The same basic cabinet as the 'Curlew', but with different cross-bandings. This housed an AC only five-valve chassis and was the most expensive set in the leaflet.

"The Aerodyne 'Swallow' is a seven stage superheterodyne. It embodies the very latest developments in both circuit and valve research, and has every modern refinement including sensitivity, selectivity, automatic volume control, tone control, noise suppression between stations and automatic station rejector.

Special attention has been paid to tonal reproduction, which is superlative. The cabinet in beautifully veneered Walnut of exquisite design is in the usual good taste for which Aerodyne is justly famous.

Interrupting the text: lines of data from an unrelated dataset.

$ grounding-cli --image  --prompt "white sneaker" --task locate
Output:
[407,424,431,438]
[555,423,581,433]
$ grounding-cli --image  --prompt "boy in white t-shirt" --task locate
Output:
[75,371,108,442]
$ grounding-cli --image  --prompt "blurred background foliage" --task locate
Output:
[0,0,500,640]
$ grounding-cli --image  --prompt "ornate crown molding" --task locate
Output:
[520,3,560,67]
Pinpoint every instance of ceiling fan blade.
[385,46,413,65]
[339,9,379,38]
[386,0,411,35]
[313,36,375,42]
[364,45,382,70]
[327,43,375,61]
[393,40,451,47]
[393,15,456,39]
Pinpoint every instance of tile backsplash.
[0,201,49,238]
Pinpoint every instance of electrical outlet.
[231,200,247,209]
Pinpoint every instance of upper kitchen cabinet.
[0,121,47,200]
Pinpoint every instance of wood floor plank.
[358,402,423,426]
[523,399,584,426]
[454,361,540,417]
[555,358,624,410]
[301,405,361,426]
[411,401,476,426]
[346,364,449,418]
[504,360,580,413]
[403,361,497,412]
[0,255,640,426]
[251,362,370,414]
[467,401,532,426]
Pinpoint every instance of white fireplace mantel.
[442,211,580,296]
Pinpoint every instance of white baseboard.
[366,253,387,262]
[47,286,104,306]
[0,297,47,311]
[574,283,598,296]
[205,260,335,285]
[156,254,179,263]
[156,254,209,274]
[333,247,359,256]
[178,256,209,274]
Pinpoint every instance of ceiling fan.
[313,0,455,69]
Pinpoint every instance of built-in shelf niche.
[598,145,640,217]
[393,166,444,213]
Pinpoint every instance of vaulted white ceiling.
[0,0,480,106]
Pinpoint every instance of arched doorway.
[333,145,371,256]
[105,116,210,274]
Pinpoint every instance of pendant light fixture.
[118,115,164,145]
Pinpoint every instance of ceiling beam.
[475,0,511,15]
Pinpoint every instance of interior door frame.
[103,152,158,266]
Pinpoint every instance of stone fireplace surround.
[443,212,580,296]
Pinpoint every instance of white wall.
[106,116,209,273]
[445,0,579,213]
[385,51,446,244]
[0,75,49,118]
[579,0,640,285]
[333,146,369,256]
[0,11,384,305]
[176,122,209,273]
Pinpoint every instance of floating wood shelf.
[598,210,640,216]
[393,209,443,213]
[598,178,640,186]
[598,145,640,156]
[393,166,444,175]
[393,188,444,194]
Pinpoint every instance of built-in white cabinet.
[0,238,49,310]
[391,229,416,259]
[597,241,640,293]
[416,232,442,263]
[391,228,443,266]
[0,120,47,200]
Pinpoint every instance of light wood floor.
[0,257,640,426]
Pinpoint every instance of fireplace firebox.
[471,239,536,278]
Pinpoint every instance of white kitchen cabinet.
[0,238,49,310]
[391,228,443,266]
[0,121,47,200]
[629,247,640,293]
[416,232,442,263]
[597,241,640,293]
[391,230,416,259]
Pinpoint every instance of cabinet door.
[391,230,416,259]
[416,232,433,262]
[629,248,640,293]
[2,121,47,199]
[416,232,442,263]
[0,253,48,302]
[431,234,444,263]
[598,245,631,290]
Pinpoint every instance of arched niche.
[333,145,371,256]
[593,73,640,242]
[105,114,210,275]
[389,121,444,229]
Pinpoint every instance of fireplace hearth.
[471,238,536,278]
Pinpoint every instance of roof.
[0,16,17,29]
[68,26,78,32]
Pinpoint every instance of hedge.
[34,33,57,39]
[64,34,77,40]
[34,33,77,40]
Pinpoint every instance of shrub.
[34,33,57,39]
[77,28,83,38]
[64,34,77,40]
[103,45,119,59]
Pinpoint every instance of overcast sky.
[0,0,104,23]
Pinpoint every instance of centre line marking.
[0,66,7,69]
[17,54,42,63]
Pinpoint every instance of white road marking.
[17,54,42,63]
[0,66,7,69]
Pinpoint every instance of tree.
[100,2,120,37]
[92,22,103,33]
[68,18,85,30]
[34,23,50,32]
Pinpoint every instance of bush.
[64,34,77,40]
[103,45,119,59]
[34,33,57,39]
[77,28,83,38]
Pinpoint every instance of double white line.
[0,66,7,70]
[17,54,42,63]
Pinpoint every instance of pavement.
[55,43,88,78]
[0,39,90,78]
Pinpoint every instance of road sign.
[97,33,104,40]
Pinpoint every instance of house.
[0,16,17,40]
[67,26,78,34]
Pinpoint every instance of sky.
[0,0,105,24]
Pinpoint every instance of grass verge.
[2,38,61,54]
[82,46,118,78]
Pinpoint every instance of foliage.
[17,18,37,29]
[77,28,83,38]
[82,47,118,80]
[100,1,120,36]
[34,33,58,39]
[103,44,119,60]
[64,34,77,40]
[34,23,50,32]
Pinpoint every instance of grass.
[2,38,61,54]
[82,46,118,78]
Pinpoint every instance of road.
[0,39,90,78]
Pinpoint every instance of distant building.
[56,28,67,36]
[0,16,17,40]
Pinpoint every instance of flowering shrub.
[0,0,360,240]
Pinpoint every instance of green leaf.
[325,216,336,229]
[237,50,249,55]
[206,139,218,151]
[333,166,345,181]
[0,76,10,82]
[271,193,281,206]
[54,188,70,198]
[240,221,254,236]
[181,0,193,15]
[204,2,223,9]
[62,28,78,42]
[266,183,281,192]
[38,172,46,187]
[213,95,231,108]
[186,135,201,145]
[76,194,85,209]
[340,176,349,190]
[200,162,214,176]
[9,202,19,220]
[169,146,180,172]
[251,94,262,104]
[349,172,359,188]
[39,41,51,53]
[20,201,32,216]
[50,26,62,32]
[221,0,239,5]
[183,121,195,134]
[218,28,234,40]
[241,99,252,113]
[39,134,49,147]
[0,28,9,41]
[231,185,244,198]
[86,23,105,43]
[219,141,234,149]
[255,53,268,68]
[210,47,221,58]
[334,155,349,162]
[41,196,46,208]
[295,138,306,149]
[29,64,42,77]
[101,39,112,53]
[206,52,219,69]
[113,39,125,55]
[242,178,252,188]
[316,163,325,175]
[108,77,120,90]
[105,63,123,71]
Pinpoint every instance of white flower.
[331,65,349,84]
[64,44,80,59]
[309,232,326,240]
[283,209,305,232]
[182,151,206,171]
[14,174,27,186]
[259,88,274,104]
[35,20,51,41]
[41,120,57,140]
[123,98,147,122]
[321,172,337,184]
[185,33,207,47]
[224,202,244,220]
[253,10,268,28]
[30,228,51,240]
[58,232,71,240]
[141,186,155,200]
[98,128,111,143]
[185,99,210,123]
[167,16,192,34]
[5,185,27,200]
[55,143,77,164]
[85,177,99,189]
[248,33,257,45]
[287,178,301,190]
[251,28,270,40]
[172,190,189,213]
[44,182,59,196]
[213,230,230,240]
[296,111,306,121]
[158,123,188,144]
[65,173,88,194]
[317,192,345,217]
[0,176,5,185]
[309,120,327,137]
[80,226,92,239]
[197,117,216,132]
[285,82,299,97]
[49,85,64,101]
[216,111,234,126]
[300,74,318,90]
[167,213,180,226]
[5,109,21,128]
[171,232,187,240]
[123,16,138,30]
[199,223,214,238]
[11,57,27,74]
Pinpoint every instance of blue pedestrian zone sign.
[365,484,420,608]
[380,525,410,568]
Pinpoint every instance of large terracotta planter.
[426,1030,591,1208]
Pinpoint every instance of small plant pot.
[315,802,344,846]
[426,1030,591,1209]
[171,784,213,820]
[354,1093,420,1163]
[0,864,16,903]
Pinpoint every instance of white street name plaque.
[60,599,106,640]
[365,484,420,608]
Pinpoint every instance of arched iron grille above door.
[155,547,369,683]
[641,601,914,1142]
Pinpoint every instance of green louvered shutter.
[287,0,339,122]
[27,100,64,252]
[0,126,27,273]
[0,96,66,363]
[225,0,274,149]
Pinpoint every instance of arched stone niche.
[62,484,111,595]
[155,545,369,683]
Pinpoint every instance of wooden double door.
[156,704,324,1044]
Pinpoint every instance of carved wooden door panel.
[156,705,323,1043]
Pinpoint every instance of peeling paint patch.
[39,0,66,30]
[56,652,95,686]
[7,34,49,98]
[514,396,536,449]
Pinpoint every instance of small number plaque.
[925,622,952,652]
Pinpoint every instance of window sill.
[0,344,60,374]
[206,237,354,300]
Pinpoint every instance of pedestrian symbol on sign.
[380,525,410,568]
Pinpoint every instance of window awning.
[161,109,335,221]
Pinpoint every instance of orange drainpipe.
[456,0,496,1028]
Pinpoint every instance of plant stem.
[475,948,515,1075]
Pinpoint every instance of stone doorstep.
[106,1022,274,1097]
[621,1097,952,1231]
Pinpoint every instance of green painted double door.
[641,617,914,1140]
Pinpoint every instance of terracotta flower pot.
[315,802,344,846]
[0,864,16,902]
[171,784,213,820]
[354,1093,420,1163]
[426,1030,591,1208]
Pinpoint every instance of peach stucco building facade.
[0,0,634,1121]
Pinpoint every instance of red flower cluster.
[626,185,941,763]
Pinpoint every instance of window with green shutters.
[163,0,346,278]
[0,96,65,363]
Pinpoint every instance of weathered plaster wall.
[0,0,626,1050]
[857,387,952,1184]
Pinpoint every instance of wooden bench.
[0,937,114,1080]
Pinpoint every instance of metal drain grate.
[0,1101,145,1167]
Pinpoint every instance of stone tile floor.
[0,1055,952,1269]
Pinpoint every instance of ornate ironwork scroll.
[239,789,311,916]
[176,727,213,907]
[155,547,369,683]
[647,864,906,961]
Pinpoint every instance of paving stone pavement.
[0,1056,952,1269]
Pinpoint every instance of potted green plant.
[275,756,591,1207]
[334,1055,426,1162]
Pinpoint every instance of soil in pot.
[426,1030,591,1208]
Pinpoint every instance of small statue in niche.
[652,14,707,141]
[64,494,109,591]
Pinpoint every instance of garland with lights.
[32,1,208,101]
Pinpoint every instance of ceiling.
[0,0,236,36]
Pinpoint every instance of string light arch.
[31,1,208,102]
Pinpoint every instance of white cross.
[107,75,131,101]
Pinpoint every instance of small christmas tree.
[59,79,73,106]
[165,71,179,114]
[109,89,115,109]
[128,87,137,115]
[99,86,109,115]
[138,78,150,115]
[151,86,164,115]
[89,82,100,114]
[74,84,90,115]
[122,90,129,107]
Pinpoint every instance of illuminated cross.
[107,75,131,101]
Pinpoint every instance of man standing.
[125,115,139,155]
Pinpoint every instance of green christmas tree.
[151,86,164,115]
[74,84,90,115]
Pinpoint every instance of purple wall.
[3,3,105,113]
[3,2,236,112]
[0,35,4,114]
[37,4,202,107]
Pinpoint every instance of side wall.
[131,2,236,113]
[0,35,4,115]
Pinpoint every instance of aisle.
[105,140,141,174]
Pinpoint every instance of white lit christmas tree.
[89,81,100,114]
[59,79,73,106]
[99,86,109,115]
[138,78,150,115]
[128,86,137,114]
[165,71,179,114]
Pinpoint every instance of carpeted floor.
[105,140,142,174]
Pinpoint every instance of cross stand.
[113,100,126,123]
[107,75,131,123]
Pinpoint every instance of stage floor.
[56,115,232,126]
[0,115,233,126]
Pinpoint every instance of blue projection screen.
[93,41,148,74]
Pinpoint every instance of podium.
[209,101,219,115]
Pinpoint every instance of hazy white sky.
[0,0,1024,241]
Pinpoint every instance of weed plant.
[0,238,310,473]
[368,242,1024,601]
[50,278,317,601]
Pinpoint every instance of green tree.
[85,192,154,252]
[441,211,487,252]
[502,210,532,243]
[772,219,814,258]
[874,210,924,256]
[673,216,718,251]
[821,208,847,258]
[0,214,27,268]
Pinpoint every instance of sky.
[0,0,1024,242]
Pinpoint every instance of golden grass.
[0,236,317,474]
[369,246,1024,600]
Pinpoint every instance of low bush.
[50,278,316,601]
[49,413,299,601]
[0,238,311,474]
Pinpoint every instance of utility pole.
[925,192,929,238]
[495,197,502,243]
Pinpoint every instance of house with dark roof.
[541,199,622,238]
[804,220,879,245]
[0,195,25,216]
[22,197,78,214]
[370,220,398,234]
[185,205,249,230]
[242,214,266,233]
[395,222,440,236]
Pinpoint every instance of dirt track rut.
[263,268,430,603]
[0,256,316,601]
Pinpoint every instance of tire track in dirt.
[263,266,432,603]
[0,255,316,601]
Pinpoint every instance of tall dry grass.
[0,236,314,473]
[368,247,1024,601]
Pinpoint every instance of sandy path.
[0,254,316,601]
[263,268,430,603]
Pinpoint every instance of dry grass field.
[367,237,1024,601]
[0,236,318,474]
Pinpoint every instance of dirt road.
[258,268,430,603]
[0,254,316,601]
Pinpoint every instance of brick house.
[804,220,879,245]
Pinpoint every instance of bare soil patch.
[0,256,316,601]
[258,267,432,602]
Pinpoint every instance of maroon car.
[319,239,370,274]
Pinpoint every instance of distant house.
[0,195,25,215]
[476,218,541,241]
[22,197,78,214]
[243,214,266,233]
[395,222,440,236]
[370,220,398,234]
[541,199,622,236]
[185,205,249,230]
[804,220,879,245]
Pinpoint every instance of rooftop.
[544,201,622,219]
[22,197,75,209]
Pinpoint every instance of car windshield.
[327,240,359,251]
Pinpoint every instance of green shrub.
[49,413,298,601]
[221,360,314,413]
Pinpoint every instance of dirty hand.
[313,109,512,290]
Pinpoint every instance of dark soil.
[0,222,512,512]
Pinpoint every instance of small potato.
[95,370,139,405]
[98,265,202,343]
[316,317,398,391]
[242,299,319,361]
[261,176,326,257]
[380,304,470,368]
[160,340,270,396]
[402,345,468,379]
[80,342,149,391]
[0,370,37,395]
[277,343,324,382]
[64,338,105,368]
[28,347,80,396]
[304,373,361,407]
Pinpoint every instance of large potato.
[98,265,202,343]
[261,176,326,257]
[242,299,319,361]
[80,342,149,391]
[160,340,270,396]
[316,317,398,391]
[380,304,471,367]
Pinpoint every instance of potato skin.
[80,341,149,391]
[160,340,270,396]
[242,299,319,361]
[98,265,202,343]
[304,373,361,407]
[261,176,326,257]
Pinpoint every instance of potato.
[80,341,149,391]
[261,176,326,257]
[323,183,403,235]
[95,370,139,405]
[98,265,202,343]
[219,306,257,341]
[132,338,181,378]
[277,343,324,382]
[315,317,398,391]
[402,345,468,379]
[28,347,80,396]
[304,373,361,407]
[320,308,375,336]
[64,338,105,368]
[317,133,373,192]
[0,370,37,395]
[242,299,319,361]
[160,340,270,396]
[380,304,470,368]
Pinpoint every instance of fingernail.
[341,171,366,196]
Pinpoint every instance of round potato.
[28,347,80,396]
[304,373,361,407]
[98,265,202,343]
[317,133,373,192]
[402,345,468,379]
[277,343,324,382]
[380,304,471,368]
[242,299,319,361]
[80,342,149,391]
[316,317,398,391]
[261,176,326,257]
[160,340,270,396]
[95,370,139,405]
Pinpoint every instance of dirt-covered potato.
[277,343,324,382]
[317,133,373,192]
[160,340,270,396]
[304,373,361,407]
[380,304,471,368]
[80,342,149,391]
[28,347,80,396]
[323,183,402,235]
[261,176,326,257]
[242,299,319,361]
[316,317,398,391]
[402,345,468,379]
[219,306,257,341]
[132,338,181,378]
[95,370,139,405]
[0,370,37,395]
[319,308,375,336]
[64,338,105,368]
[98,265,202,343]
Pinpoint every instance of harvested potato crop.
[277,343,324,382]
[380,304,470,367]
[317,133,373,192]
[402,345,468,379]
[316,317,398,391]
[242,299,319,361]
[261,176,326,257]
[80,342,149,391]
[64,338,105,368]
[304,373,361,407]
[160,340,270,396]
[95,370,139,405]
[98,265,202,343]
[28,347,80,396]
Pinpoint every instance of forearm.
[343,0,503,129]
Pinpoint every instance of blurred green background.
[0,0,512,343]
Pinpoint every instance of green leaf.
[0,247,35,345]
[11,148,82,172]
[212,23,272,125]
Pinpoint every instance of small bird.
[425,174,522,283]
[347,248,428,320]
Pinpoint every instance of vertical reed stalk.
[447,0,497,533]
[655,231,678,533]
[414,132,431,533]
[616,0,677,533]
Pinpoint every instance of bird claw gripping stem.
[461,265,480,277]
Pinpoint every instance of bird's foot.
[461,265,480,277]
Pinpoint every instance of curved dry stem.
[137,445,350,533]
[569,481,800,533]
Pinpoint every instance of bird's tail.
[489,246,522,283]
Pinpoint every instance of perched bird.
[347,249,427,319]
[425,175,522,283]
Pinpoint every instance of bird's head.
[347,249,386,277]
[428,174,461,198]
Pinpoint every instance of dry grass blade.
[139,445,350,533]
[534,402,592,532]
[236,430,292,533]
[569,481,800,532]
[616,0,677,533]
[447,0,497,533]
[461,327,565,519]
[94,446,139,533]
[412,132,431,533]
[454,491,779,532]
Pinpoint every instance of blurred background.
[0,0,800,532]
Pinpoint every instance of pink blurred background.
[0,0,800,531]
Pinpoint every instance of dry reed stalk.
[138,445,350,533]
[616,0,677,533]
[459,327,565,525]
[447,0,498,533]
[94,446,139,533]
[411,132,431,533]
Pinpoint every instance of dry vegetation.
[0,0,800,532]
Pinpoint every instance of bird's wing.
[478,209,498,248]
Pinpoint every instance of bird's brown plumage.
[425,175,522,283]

Under practically any conditions this set will receive stations worth hearing, British or Continental, with quality, purity of tone and volume unsurpassed by any other receiver."

There is no doubt that the subjective sound quality of the earlier Aerodyne 'Swan', with its 10" Rola M.E. speaker, was pleasant to listen to. The 'Swallow', with improvements such as tone control, AVC and a neat inter-station noise suppression circuit, would probably have sounded very good indeed by the standards of the time.

The comment 'seven stages' can be slightly misleading. Five valves were employed, one of which would have been the rectifier, so should not really be counted as a 'stage'. A single octode valve was used as a frequency changer, and a double-diode-triode for signal detection, AVC and AF amplification. Adding the rectifier stage allows the claim of seven stages to be justified...


Terminology explained

AVC = automatic volume control. Nowadays called automatic gain control (AGC), it is a system to prevent powerful or nearby stations blasting out as the set is tuned through them. The gain of one or more of the valve stages is automatically adjusted by the use of Vari-Mu valves and a bias voltage derived from the rectified RF signal. The larger the rectified signal, the greater the bias applied to the Vari-Mu stages, thereby reducing their gain commensurately. In its simple form, it leads to insensitivity as it is always in operation, even on distant, faint stations, so a 'delay' is built in to the designs to stop it operating on low strength signals.


The triode output valve would have placed a limit on the volume obtainable with this set, but within its limits the quality of sound would have been good. The triode detector means it was either of leaky-grid or anode-bend design.


Terminology explained

Anode-bend and Leaky-grid detection = Here is a simplified explanation of the terms. Anode-bend rectification made use of the non-linear portion of the characteristic curve of a valve, the valve being biased either to work on the upper or lower bend in the curve. This resulted in unequal amplification (crushing) of either the positive-going or negative-going parts of the RF signal. It worked well enough: the main disadvantage was the degree of distortion that could occur.

Leaky grid detection used the AF amplifier valve grid/cathode (or filament, in this case) as a diode anode. A grid-leak resistor of a high - and critical - value allows the charge building up on the grid to 'leak' at a slow rate. In conjunction with a grid capacitor, a time-constant circuit is created that removes the high frequency RF component of the signal, leaving the AF signal behind. This is better than the anode-bend detection system in terms of quality, but still leaves something to be desired! Basically, few components were needed for either of these two detection systems, keeping production costs down.